Sherfinski and Chesanko provide several anecdotes from their data. First is the story of Janie Barrett, mother of 11, and her 13-year-old daughter Rhianna. Since Janie is busy teaching her younger children, Rhianna learns on the family’s only computer. She does not thrive, and Janie is only able to make minor adjustments to try and help.
Next is Sonja and her only son, 16-year-old Jeff. This is an example of a small Evangelical homeschooling family that the authors use to contrast with the bigger families. Sonja was put in charge of Jeff’s education by her husband. Smaller families may have it easier than larger ones, but there is still a large amount of pressure on the wife to create a faithful Evangelical.
Finally the authors discuss an atypical family where the husband is doing the homeschooling while his wife pursues her doctoral studies. This had some impact on their children, as their eldest son said imagined himself as the one to stay home and educate the children in the future.
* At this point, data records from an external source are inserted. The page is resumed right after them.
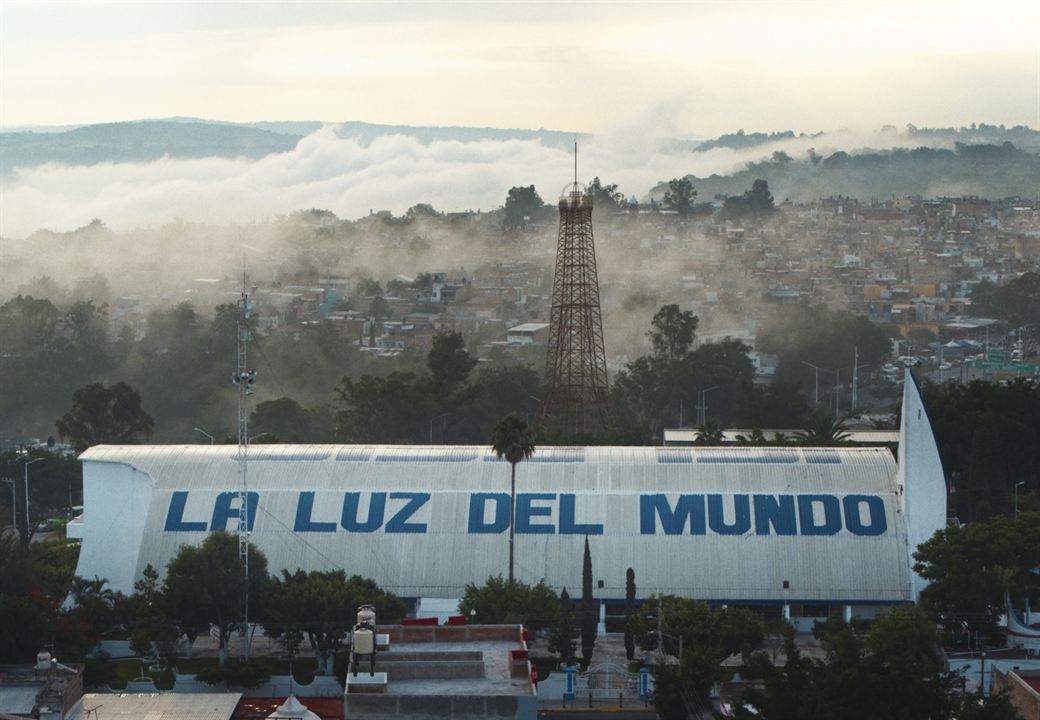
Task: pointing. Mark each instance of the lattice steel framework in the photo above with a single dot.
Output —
(575, 370)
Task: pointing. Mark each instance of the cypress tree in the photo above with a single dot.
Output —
(562, 640)
(590, 614)
(629, 609)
Sherfinski and Chesanko conclude that Evangelical homeschoolers are much more diverse than the picture presented by the Duggars on television. Homeschooling can be a tremendous challenge for Evangelical mothers. They must juggle the needs of their children with the desires of their husband and their calling from God to raise good Evangelicals. They are faced with a large amount of pressure, and contrary to the image of the supermom who seems to do it all, they all have weaknesses. Many use technology with older children to ease the burden on themselves, but the technology does not alleviate the challenges that the mothers face. Nevertheless, despite the challenges, daughters are not miseducated in large families. Furthermore, several families give some indication of flexible gender roles, though almost all of the families are silent about the idea of multiple sexual orientations.
Appraisal: Sherfinski and Chesanko present their findings in a very balanced manner. While they admit that they are “liberal feminists and public school advocates,” they are extremely careful to look at the issue from different viewpoints (p. 9). It can be weird sometimes when they use the family’s staircase or dining room as metaphors to analyze the family’s situation, but these unique methods of analysis arose from a desire to present their findings in an unbiased manner.
Like Sherfinski’s last article, the writing and research quality are very strong; however, I believe that they should have done more to bring out the 500 pages of field notes and memos that they say they have. Their discussion was mostly limited to a few families rather than trying to draw out broad trends from all their research. If they have data on 12 families, they should give us some sort of quantitative breakdown of how many families ascribe to Quiverfull ideology, how many are more moderate, and so on. Though their sample is in no way representative of any broader population, it would still be nice to have a big-picture analysis that provides some generalizations, for then other researchers could test these generalizations on other samples to see if Sherfinski and Chesanko’s findings apply more broadly or if their subjects are outliers.